Speculation about the workers' identity and purpose ran rampant among the concerned residents. Some suggested they could be tree trimmers contracted by Evergy, while others speculated they might be cable or fiber contractors. However, residents pointed out that neither the gas, electric, nor water departments had any knowledge of crew visits to the area. Suggestions poured in from community members, with some advising residents to ask the workers directly about their activities. Others recommended calling the local authorities, such as the police or 311 at KC, to report suspicious activity and seek clarification on the workers' legitimacy.

mystery workers taking a break

Amidst the uncertainty, residents shared their experiences with similar encounters. Denise Wheeler and Donna Ozuna mentioned instances where workers performed utility-related tasks without prior notice or consent. However, opinions varied on the extent of workers' rights to access private property, with Chad Kerns emphasizing that their activities should be limited to established right-of-ways. As the discussion unfolded, Ann Maucelli McNelly expressed her frustration, stating that since all utilities in her area were underground, there should be no need for workers to enter her backyard or trim trees. Others urged caution and vigilance while acknowledging the potential necessity of these workers' presence.
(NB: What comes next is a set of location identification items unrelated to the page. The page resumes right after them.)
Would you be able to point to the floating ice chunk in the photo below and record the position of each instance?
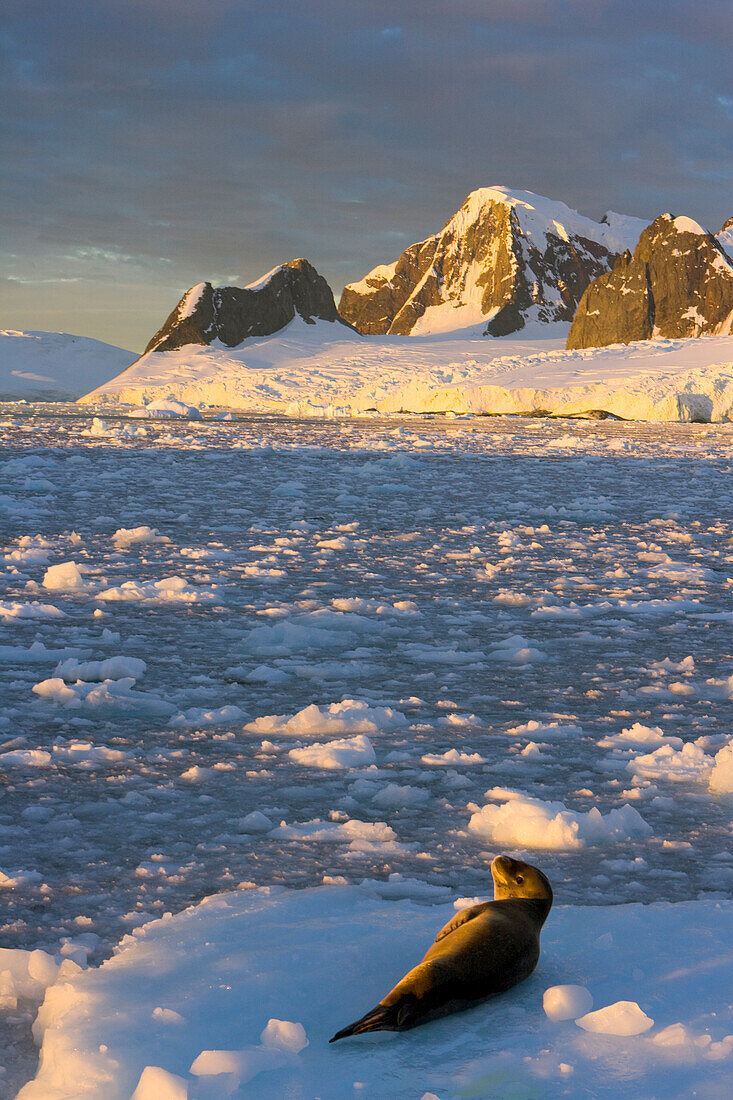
(350, 716)
(266, 674)
(113, 668)
(674, 1035)
(686, 765)
(80, 754)
(166, 408)
(394, 796)
(451, 758)
(284, 1035)
(29, 972)
(110, 693)
(25, 758)
(255, 822)
(525, 822)
(351, 832)
(567, 1002)
(65, 576)
(167, 590)
(721, 778)
(230, 1069)
(156, 1084)
(167, 1015)
(12, 608)
(19, 878)
(638, 736)
(545, 730)
(199, 716)
(516, 650)
(349, 752)
(624, 1018)
(126, 537)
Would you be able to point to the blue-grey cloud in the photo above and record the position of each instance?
(150, 144)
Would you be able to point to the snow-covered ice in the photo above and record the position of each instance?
(324, 370)
(361, 657)
(37, 366)
(292, 966)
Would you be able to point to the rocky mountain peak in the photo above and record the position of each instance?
(232, 314)
(677, 283)
(505, 256)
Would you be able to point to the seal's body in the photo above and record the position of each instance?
(484, 950)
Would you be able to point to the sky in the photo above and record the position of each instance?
(151, 144)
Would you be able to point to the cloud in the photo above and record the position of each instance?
(229, 135)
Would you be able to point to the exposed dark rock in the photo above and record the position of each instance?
(678, 283)
(231, 314)
(507, 256)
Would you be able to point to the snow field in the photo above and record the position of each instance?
(362, 653)
(293, 966)
(324, 371)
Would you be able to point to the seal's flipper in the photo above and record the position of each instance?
(400, 1016)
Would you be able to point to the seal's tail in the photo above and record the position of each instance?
(383, 1018)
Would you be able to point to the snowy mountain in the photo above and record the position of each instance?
(54, 365)
(231, 314)
(725, 237)
(678, 283)
(505, 257)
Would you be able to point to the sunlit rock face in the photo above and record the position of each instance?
(231, 314)
(678, 283)
(503, 259)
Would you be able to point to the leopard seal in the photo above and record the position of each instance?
(483, 950)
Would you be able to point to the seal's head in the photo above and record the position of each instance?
(515, 879)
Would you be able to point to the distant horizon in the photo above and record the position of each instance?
(145, 154)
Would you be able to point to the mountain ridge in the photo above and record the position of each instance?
(504, 257)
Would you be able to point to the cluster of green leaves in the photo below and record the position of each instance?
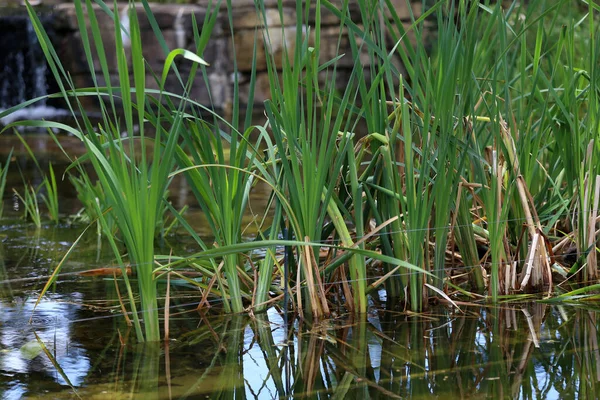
(488, 143)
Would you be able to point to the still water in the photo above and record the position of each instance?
(77, 344)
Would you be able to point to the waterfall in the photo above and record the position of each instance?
(24, 74)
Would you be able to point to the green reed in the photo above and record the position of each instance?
(476, 166)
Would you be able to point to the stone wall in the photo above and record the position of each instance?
(175, 22)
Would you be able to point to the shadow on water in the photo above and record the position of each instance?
(78, 345)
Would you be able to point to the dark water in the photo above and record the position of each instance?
(530, 351)
(78, 345)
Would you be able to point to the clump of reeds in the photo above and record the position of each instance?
(476, 172)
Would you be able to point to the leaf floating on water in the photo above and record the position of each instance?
(31, 350)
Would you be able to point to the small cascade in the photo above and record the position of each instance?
(24, 74)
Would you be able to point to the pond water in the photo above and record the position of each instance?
(77, 344)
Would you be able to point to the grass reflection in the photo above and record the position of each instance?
(530, 351)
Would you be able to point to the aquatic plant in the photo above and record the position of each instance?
(476, 167)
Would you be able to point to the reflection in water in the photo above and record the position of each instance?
(532, 351)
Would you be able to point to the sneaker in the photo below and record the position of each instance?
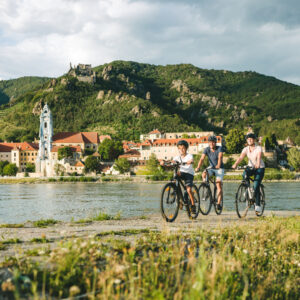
(257, 208)
(194, 209)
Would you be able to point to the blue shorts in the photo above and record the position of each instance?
(188, 178)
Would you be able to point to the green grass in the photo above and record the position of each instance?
(258, 260)
(44, 223)
(11, 225)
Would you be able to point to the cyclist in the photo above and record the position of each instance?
(186, 171)
(215, 157)
(256, 164)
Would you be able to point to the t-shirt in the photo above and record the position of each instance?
(253, 156)
(185, 168)
(213, 156)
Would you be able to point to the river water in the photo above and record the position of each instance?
(22, 202)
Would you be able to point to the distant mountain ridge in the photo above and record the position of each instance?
(130, 98)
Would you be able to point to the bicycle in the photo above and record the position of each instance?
(172, 198)
(207, 199)
(245, 198)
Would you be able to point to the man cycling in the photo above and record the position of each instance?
(256, 164)
(215, 157)
(186, 171)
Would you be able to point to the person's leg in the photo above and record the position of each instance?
(259, 175)
(219, 183)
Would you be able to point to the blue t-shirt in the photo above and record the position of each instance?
(214, 156)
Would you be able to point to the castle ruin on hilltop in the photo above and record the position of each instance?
(83, 73)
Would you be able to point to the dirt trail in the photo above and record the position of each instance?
(62, 231)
Picture was snapped by a residents' security cam as mystery worker knocked on door. Resident was too alarmed to answer the door.

My Gladstone reached out to the cities of Liberty, Kansas City and Gladstone.  According to their reps, if you contact the utility companies and they deny having workers in the area, but you still see workers claiming to be from the company, both statements are likely true. We were told that these workers were likely contracted by the utility companies to handle tasks that were previously done by employees. The utility companies may not always be aware of the specific locations where their contractors are working on smaller projects, but they would be aware of larger ones.
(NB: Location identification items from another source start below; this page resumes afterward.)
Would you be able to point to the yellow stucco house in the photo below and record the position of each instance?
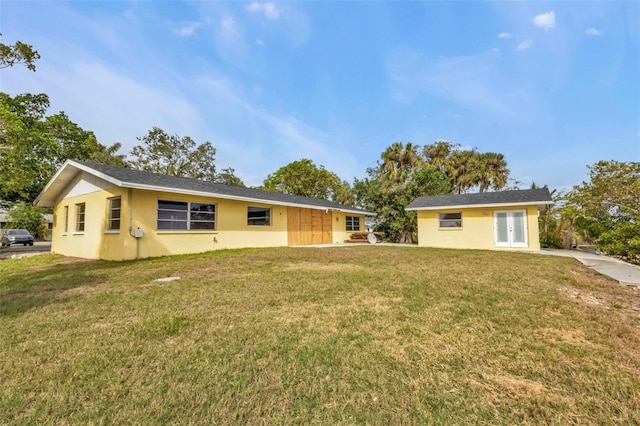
(105, 212)
(504, 220)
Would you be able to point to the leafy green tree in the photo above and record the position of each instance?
(29, 217)
(608, 207)
(110, 156)
(228, 177)
(468, 169)
(33, 146)
(304, 178)
(400, 176)
(173, 155)
(18, 53)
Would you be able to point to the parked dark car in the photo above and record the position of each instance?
(16, 236)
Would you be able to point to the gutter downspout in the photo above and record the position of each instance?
(130, 200)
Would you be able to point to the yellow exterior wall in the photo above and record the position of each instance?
(340, 233)
(477, 230)
(139, 210)
(87, 244)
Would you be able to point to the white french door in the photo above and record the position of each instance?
(510, 228)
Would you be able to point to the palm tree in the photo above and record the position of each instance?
(492, 171)
(462, 168)
(399, 161)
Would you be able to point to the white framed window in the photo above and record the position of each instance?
(258, 216)
(450, 220)
(115, 204)
(80, 213)
(353, 223)
(183, 215)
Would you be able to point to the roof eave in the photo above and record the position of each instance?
(130, 185)
(541, 203)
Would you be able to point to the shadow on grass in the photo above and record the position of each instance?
(52, 282)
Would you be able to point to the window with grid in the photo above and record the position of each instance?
(259, 216)
(450, 220)
(80, 210)
(353, 223)
(114, 214)
(182, 215)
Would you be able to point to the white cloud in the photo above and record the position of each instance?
(593, 32)
(187, 29)
(546, 21)
(269, 9)
(228, 28)
(524, 45)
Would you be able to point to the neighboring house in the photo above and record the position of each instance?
(105, 212)
(505, 220)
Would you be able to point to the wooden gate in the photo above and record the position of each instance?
(307, 226)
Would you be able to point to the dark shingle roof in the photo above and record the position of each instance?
(136, 178)
(526, 196)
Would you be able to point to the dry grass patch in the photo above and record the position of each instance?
(349, 335)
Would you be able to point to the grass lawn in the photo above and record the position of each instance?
(344, 335)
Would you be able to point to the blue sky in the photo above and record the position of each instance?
(554, 86)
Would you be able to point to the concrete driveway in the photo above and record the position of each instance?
(623, 272)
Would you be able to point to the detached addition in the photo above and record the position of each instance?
(505, 220)
(105, 212)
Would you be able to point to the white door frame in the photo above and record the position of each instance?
(513, 237)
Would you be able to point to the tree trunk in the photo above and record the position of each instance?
(406, 237)
(567, 242)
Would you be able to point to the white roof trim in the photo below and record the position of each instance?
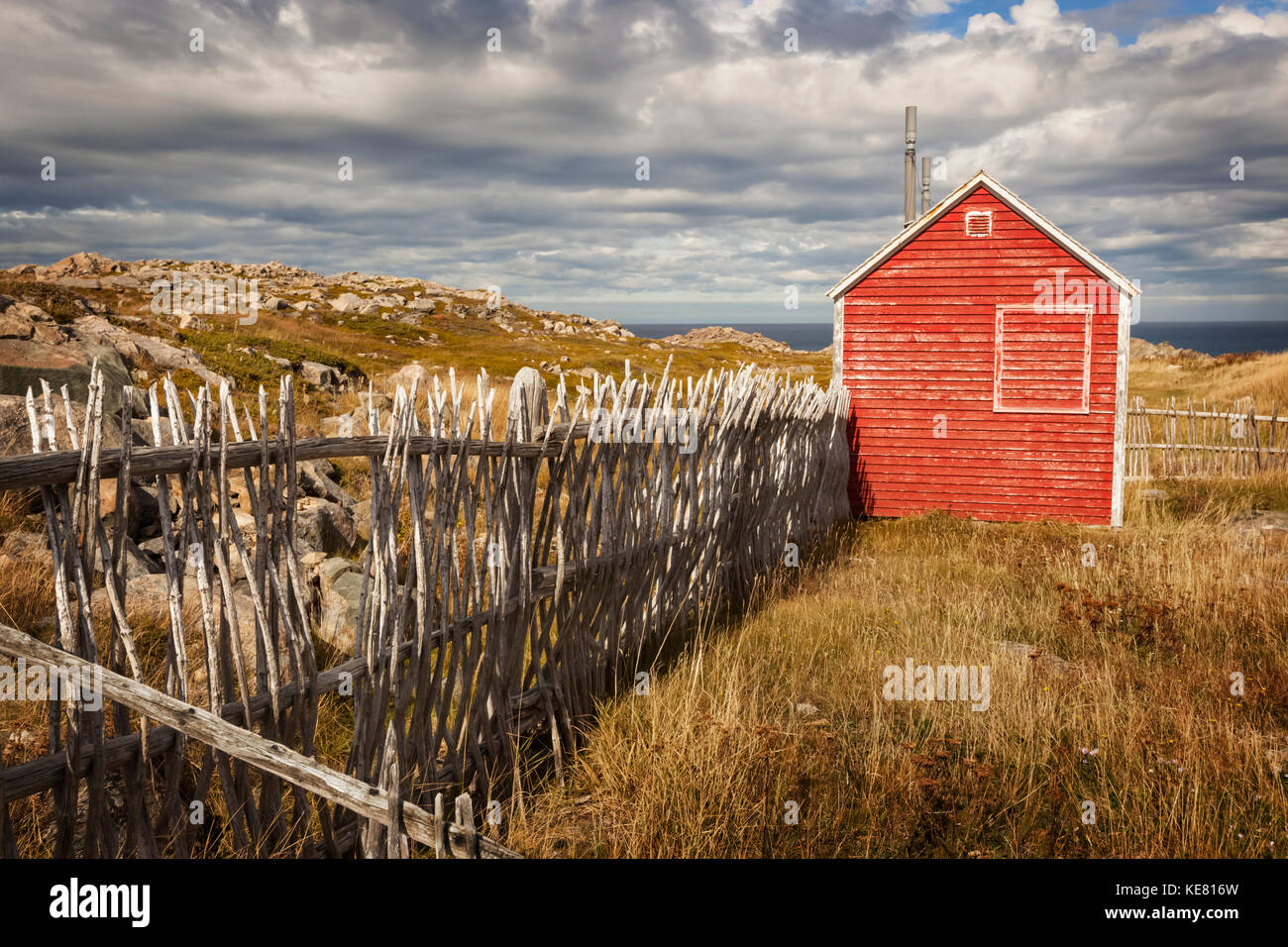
(1010, 200)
Kelly Nestelroad from Kansas City, KS shared a personal experience related to workers claiming to be from the government. In one instance, Kelly noticed a red beam of light moving across her wall shortly after moving into a new place. On another occasion, workers in a white truck with out-of-state license plates claimed to be from Google Fiber, but Kelly suspected something was amiss. She called Google Fiber and discovered they didn't send workers at such late hours. The workers were seen installing a camera on a telephone pole in a neighbor's yard. Kelly contacted the police, who merely observed from their patrol car until the workers finished and left. Kelly also reached out to BPU (Board of Public Utilities) but received no response. This experience raised concerns about the legitimacy and actions of these workers. The mystery surrounding these utility workers continues to unsettle Northland residents, highlighting the need for clear communication and transparency from utility companies regarding contracted workers' activities. Concerned homeowners are left grappling with questions about their privacy, safety, and the potential risks associated with unauthorized access to their properties.